Hal böyle olunca geri kalan o 4 kişinin yanından kaçmak, konuştuklarında kulaklarımı tıkayarak “tralaaalalaalalala” diye bağırmak ve sadece yavrudan geleceklerle hayatı mutlu yaşamak istiyorum. Nöronsan nöronluğunu bil, onu aynala, onu kopyala, beni rahatlat diyesim geliyor.


16 Ekim 2018 Salı

Marketten aldığın kağıdı fiş diyerek geçme tanı!

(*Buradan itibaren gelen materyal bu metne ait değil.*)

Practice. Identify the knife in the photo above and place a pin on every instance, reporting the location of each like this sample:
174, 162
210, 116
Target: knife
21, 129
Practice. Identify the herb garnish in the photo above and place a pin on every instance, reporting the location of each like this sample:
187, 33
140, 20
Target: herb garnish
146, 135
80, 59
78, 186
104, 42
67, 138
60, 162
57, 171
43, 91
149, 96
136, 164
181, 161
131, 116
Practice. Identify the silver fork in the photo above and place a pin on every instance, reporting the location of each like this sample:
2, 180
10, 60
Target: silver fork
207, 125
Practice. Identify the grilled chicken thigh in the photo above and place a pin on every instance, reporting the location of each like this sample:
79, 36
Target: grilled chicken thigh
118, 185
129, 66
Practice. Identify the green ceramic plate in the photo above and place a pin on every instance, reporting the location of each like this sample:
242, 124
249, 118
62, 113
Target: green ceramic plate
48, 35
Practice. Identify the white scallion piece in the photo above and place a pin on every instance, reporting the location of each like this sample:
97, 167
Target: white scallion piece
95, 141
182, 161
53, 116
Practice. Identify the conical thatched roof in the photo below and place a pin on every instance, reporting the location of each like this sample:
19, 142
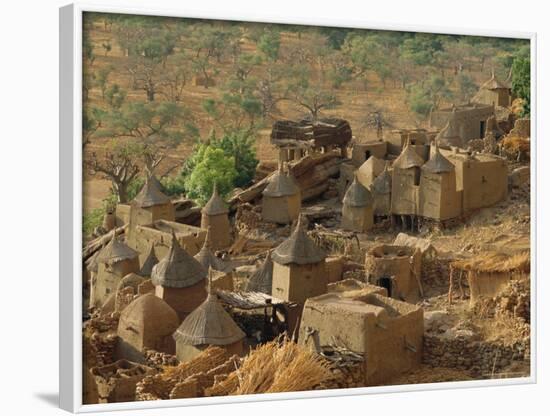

Aşırı sinirliyim dünden beri. Biri bana, bebek bezi, su, ıslak mendil, deterjan ve peçeteden oluşan bir alışverişin nasıl 154 lira tuttuğunu açıklayabilir mi?




Daha anlaşılır olsun diye detayıyla yazıyorum; küçük pakette 2 adet bebek bezi (hani dev kutulardan falan sanılmasın), 3 tane (kutu değil, adet) ıslak mendil, 1 tane en ucuzundan toz deterjan ve 1 tane peçete. Gerisi de su, bildiğin su. Ankara denen yerde çay ve çorba için bile hazır su kullanmak zorundasın çünkü. Şebekesine ne karıştığı belli olmayan su yüzünden dönem dönem aciller dolup taşıyor, kimse bunu konuşmuyor tabii… Neyse sonuç olarak; hiçbir şey yemesek içmesek sadece haftalık şu alışverişi yapsak 600 liradan fazla tutuyor. 
Başka da bir şey demiyorum.


11 Ekim 2018 Perşembe

Yine bana analiz yine bana hüsran var

3 gündür bir çalıştaydayım. Yaklaşık 4 yıldır süren bir GEF projesinin ilk denemede başarısız olmuş bir faaliyeti için bir aradayız. Katılımcılık çok önemli diyerek bütün paydaşları (yani herkesi) çağırdık. İyi halt ettik...

                            Evet evet sonuç bu oldu...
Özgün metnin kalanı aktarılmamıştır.